In February, police responded to an incident where a semi-truck got stuck, and partly crushed, under a viaduct heading east on Springfield Avenue.
Olmstead said not every accident is directly caused by the viaduct. Sometimes it’s the surrounding infrastructure, so it’s unclear whether there is a clearance or traffic problem.
Olmstead said they are looking into the Springfield Avenue viaduct to see what improvements need to be made, but compared to other vehicle accidents they see, he said these calls aren’t as much of a concern.
“[We] respond to approximately 40,000 calls each year. Among those, officers infrequently respond to reports of vehicles that have either struck viaducts or stopped short of doing so but require traffic control to safely leave the area,” he said.
However, while accidents are reported and handled by the city, it’s the railroad companies who are ultimately in charge of all inspections and construction.
There are 10 viaducts in Champaign, all along the Canadian National railroad route. All of them except for one, the city-maintained Windsor Road viaduct, are fully owned and maintained by the railroad company.
As for all the other bridges, inspections are fully controlled by Canadian National.
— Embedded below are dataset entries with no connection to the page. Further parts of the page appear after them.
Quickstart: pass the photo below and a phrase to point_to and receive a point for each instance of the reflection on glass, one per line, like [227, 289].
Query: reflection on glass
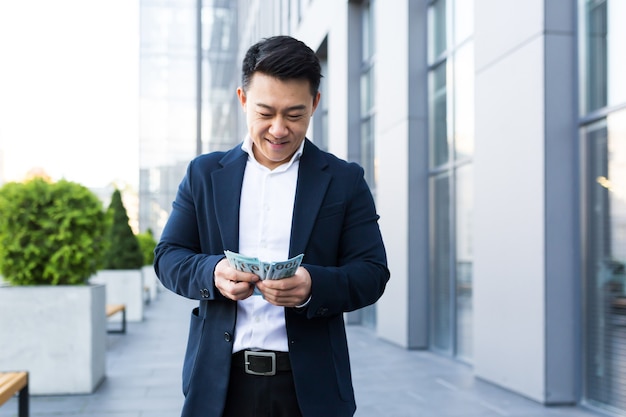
[464, 261]
[438, 116]
[604, 43]
[605, 275]
[441, 321]
[437, 30]
[464, 102]
[463, 20]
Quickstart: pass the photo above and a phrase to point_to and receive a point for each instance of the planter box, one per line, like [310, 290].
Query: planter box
[123, 286]
[57, 333]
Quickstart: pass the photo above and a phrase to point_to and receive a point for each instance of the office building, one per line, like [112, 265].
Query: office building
[493, 135]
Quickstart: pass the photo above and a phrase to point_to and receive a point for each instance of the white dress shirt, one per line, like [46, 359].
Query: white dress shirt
[266, 209]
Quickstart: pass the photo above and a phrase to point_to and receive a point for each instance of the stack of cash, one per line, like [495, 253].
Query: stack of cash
[264, 270]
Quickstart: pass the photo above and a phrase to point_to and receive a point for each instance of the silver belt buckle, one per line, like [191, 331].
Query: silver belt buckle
[271, 355]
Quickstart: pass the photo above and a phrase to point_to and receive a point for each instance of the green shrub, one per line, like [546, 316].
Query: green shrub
[123, 251]
[50, 233]
[147, 243]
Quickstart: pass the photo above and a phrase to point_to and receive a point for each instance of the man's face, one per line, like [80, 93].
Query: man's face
[278, 114]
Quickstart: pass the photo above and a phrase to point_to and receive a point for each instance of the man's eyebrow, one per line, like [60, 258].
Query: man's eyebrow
[298, 107]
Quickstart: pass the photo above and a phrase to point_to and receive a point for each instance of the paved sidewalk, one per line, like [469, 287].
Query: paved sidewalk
[144, 378]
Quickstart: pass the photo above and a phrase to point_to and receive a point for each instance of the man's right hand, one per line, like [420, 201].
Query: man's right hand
[233, 284]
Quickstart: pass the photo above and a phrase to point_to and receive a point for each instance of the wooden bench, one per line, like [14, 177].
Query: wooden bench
[114, 309]
[12, 383]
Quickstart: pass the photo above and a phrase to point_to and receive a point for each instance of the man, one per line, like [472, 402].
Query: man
[282, 352]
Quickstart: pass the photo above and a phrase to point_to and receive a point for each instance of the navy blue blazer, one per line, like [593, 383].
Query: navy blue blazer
[335, 226]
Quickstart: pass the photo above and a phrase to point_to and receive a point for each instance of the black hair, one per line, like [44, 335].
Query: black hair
[282, 57]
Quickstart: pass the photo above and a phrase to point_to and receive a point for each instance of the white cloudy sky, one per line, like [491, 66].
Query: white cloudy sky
[69, 89]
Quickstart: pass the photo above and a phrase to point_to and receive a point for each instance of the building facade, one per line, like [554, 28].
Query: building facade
[493, 136]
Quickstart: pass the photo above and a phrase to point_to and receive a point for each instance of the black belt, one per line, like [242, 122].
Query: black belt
[261, 362]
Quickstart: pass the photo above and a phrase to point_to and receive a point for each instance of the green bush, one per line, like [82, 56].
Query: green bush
[50, 233]
[147, 243]
[123, 251]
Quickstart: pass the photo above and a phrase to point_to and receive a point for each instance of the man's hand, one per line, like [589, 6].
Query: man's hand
[233, 284]
[287, 292]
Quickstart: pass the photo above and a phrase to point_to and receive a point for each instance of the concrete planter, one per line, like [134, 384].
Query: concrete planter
[57, 333]
[123, 286]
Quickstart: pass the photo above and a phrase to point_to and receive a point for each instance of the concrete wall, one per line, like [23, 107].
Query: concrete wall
[517, 297]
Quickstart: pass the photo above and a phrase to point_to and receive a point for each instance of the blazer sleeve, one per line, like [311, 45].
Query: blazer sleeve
[179, 260]
[346, 256]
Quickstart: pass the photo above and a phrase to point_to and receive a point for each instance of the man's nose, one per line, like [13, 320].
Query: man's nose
[278, 129]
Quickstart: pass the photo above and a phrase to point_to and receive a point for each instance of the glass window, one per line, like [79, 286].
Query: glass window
[367, 146]
[464, 207]
[464, 102]
[437, 35]
[438, 98]
[451, 141]
[441, 294]
[604, 62]
[605, 275]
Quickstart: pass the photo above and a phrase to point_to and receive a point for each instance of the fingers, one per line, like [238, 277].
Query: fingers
[233, 284]
[287, 292]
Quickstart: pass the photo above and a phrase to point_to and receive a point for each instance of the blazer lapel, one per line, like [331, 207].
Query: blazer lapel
[312, 184]
[227, 183]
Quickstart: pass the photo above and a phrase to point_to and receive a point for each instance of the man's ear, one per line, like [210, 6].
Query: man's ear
[241, 95]
[316, 101]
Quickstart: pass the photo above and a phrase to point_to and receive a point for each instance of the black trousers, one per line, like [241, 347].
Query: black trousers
[261, 396]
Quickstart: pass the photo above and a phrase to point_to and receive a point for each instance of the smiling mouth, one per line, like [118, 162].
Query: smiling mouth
[273, 142]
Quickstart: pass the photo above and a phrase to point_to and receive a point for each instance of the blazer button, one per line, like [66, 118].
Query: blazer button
[322, 311]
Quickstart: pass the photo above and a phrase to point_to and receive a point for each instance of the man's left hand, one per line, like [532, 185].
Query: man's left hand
[287, 292]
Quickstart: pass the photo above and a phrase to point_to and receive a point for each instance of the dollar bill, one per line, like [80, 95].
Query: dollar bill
[263, 269]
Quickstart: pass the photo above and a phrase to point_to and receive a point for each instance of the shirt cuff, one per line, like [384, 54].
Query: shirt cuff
[305, 303]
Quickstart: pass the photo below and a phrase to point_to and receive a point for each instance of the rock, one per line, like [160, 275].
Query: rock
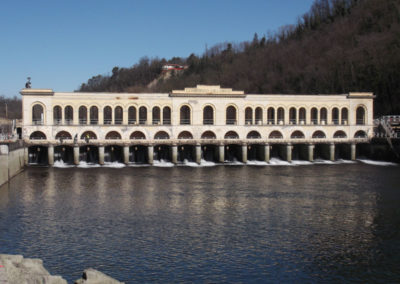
[19, 270]
[92, 276]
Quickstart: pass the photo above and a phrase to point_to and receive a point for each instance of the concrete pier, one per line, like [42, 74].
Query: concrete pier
[332, 152]
[101, 155]
[311, 152]
[267, 149]
[244, 153]
[174, 155]
[353, 152]
[150, 154]
[221, 153]
[126, 155]
[76, 155]
[50, 153]
[198, 154]
[289, 149]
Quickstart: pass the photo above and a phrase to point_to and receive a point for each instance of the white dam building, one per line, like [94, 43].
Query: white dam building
[205, 123]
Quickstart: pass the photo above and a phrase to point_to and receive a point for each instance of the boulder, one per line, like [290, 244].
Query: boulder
[92, 276]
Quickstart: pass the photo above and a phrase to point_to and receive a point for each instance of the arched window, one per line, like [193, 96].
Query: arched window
[360, 116]
[161, 135]
[230, 115]
[314, 115]
[292, 115]
[208, 135]
[231, 135]
[118, 115]
[208, 115]
[323, 115]
[318, 134]
[271, 115]
[132, 115]
[37, 115]
[107, 115]
[345, 116]
[360, 134]
[57, 115]
[185, 135]
[156, 115]
[94, 115]
[82, 112]
[113, 135]
[167, 115]
[142, 115]
[248, 115]
[281, 115]
[259, 116]
[275, 135]
[185, 115]
[297, 135]
[63, 135]
[88, 135]
[253, 135]
[335, 116]
[37, 135]
[137, 135]
[339, 134]
[302, 115]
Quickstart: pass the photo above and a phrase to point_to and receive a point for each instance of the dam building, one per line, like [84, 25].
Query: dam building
[205, 123]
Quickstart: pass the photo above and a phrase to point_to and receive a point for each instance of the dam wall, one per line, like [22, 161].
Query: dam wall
[12, 160]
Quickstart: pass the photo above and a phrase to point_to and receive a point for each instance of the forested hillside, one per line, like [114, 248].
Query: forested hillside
[337, 47]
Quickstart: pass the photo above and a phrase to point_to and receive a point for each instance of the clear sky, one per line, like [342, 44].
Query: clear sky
[63, 43]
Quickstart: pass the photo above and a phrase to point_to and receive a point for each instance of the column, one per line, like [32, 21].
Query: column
[266, 152]
[76, 155]
[174, 154]
[353, 151]
[332, 151]
[150, 154]
[221, 152]
[198, 154]
[126, 154]
[311, 152]
[50, 154]
[244, 153]
[289, 148]
[101, 155]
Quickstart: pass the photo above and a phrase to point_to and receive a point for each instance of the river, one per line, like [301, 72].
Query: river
[306, 223]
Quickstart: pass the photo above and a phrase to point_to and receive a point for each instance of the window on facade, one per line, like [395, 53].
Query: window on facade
[82, 113]
[118, 115]
[57, 115]
[208, 115]
[230, 115]
[185, 115]
[167, 115]
[107, 115]
[94, 115]
[69, 114]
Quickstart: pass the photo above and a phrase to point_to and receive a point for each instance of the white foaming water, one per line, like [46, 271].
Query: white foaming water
[83, 164]
[162, 164]
[113, 165]
[257, 163]
[377, 163]
[61, 164]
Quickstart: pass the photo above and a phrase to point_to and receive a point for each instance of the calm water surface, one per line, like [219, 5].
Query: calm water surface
[319, 223]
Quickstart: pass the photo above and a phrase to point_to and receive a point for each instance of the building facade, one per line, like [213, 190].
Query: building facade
[181, 124]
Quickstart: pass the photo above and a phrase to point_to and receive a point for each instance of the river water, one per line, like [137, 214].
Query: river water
[305, 223]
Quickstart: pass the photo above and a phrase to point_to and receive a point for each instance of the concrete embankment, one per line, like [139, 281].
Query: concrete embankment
[12, 160]
[15, 269]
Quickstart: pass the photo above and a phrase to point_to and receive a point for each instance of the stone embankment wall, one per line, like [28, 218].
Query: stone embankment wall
[12, 160]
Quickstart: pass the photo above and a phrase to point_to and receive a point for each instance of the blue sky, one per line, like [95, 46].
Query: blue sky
[61, 44]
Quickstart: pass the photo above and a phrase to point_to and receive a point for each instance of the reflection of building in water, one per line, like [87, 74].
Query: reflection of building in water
[203, 123]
However, not every accident surrounding these bridges are being reported to the railroad company as they should be.
For instance, a recent accident with the viaduct on First Street and East Washington Street was not initially reported to anyone at Canadian National. Since then, Canadian National Spokesperson Kevin Donahue confirmed that the company eventually learned about the accident and sent a team out there to inspect the bridge.
According to him, the issue has been addressed and no further changes are needed.
“When a bridge strike is reported to us we have the bridge and track inspected to ensure there is no damage and that the structure is safe for operation,” he said. “Sometimes a bridge is hit, and we are not notified. However, all our structures are inspected annually to ensure they are safe.”
Annual inspections are required per the Federal Railroad Administration regulations.
If a driver strikes any railroad infrastructure, they are required under the Illinois Vehicle Code to report the incident to local authorities.
“Following a strike to infrastructure, Champaign Police report the incident to staff at the City’s Public Works Department for follow up and referral to outside stakeholders,” Olmstead said. “Following this report, Champaign Police have no further involvement in inspections.”
In some cases, community members can make complaints directly to the company.
But in other cases, and for companies like Union Pacific, any complaints or inspection requests need to be routed through a local official or the Illinois Commerce Commission.
While none of Union Pacific’s tracks run through Champaign, it maintains tracks and several viaducts along I-74 and in surrounding towns including St. Joseph.
Margaret Ronspies, a spokesperson for Union Pacific, said she’s never received a complaint about viaduct accidents or clearance issues. She said part of that could be due to their location and frequent inspections.
“More than 95% of UP’s bridges are inspected a minimum of twice annually by one of 29 specially-trained two-person bridge inspection teams, exceeding federal requirements. Bridges that are less than 10 years old and have no defects are inspected once annually,” Ronspies said.
The Illinois Department of Transportation (IDOT) has little say in the inspection process.
Paul Wappel, public information officer for the state department, said he hasn’t received any complaints of accidents in Champaign. In most cases, he said it’s fully between the police and railroad companies. Unless the bridge is over a road owned and maintained by the department, it doesn’t have any involvement.
“The IDOT does monitor for falling debris and if obvious structural issues exist, the department then notifies the railroad if there are issues or if the traveling public notices something,” Wappel said.